I have a numpy array A composed of multiple same sized images [N_images,width,height,3].

I want to apply misc.imresize() to each and everyone of them the fastest way possible.

So I defined:

def myfunc(x):
  return misc.imresize(x,(wanted_width,wanted_height))

and then I did:

vfunc=np.vectorize(my_func)

but when I try:

test=vfunc(A)

I get a not-suitable-array-shape-for-converting-into-images error. I thought it was because I did not specify the axis on which the op should be vectorized, which caused it to not broadcast the array ops the way to wanted so I tried another thing to narrow down the error:

test=np.apply_along_axis(my_func,0,A)

and got the same error. Even if I force a np.squeeze() into my_func. That really surprised me.

EDIT: I also tried with map same error. It might stem from the fact that you can only use vectorize with scalar function as pointed out by @jotasi.

It must be pretty silly but I do not know what is going on. Could somebody enlighten me ? Is there a way to fix it ?

There is an alternative vectorized approach using scipy's zoom. However, it is not necessarily faster for small amount of images (e.g. for N=100 a loop might be faster).

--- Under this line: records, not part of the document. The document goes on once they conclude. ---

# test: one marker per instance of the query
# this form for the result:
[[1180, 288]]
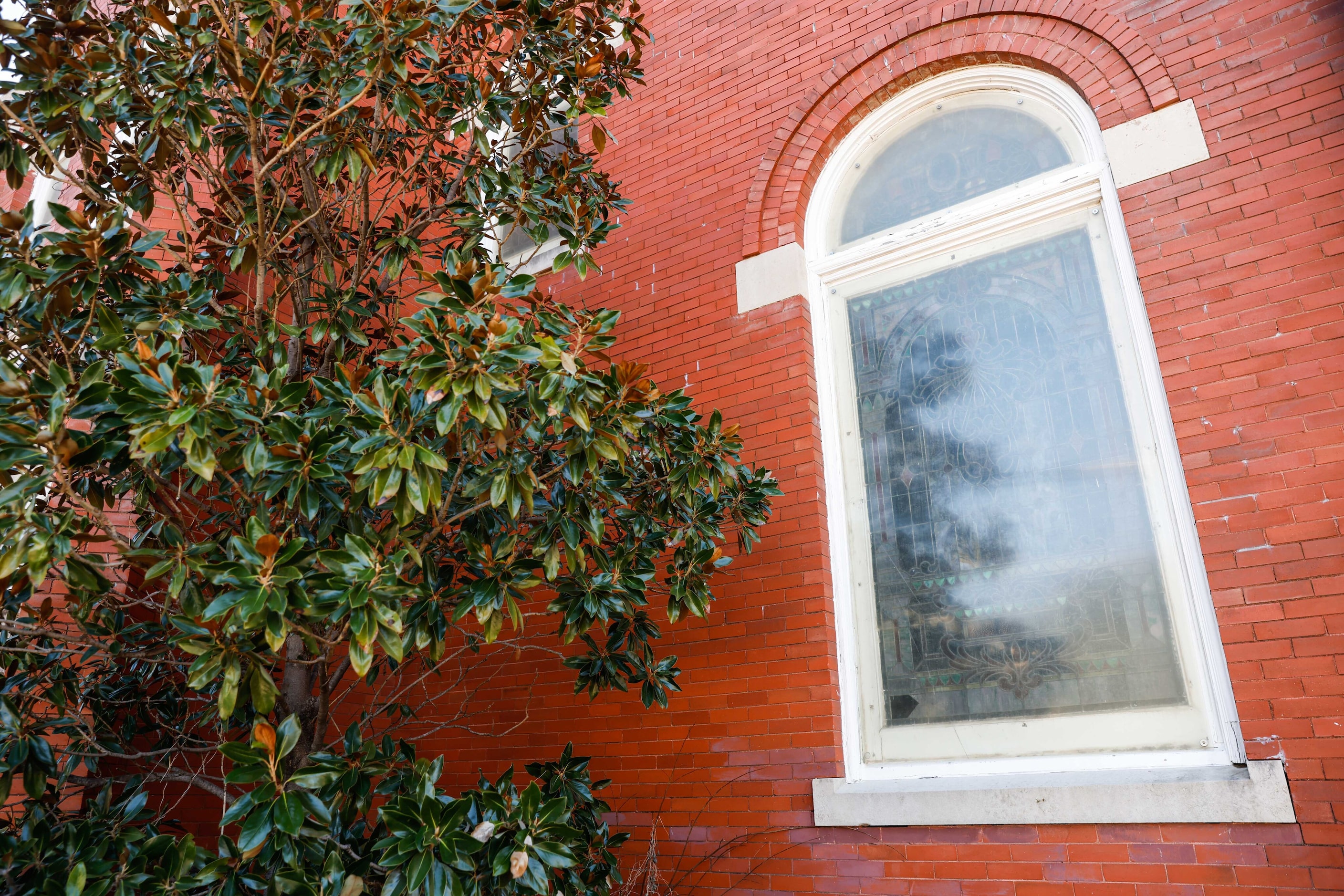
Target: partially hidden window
[[1018, 542]]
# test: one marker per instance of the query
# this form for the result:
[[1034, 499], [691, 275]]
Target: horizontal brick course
[[1242, 268]]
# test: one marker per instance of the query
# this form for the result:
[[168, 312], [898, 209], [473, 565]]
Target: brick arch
[[1106, 61]]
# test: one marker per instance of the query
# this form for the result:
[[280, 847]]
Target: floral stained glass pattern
[[1014, 559], [945, 162]]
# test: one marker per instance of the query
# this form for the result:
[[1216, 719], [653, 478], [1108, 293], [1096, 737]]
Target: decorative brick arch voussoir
[[1106, 61]]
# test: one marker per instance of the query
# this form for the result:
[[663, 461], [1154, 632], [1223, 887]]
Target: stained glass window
[[945, 162], [1014, 559]]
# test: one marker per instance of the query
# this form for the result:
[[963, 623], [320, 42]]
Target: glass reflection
[[1014, 558], [945, 162]]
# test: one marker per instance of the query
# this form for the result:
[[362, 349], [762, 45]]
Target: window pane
[[1014, 561], [948, 160]]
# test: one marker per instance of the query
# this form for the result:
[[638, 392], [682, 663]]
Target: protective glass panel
[[1014, 559], [945, 162]]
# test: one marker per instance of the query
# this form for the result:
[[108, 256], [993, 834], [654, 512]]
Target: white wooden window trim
[[928, 244]]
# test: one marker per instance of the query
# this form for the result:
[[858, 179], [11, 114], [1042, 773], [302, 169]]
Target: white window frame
[[916, 246]]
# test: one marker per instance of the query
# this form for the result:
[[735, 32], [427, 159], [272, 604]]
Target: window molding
[[1084, 185], [1256, 793]]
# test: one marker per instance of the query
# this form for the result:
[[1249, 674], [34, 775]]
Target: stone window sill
[[1253, 793]]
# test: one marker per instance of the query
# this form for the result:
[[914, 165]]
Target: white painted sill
[[1256, 793]]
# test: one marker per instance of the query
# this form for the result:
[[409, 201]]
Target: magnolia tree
[[282, 424]]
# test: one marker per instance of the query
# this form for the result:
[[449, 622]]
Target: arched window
[[1018, 575]]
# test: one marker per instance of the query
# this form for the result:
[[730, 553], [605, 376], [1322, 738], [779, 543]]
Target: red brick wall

>>> from skimage import color, util, data
>>> img = util.img_as_float(color.gray2rgb(data.camera())) # Sample RGB image

I did just replicate a gray-scale image over the RGB channels, so it will still look gray-scale, but it is RGB in practice.

Create 100 RGB images by replicating above RGB image and its horizontal flip (to ensure interpolation is working properly).

>>> data = np.empty((100,) + img.shape, img.dtype)
>>> data[0::2] = img
>>> data[1::2] = img[:,::-1]
>>> plt.imshow(data[50])

Find zooming factors:

>>> from scipy.ndimage import zoom
>>> new_size = (200, 200)
>>> fy, fx = np.asarray(new_size, np.float32) / data.shape[1:3]

Resize image, factor of 1 means no interpolation over that axis:

>>> resized = zoom(data, (1, fy, fx, 1), order=0) # order=0 for quicker
>>> plt.imshow(resized[50]) # resized.shape = (100, 200, 200, 3)

Again, be aware that although it is a vectorized version, it uses NN interpolation in order to be quick, a standard loop + arbitrary interpolation might be way faster. Take this as a proof of concept and have a look if it works for you.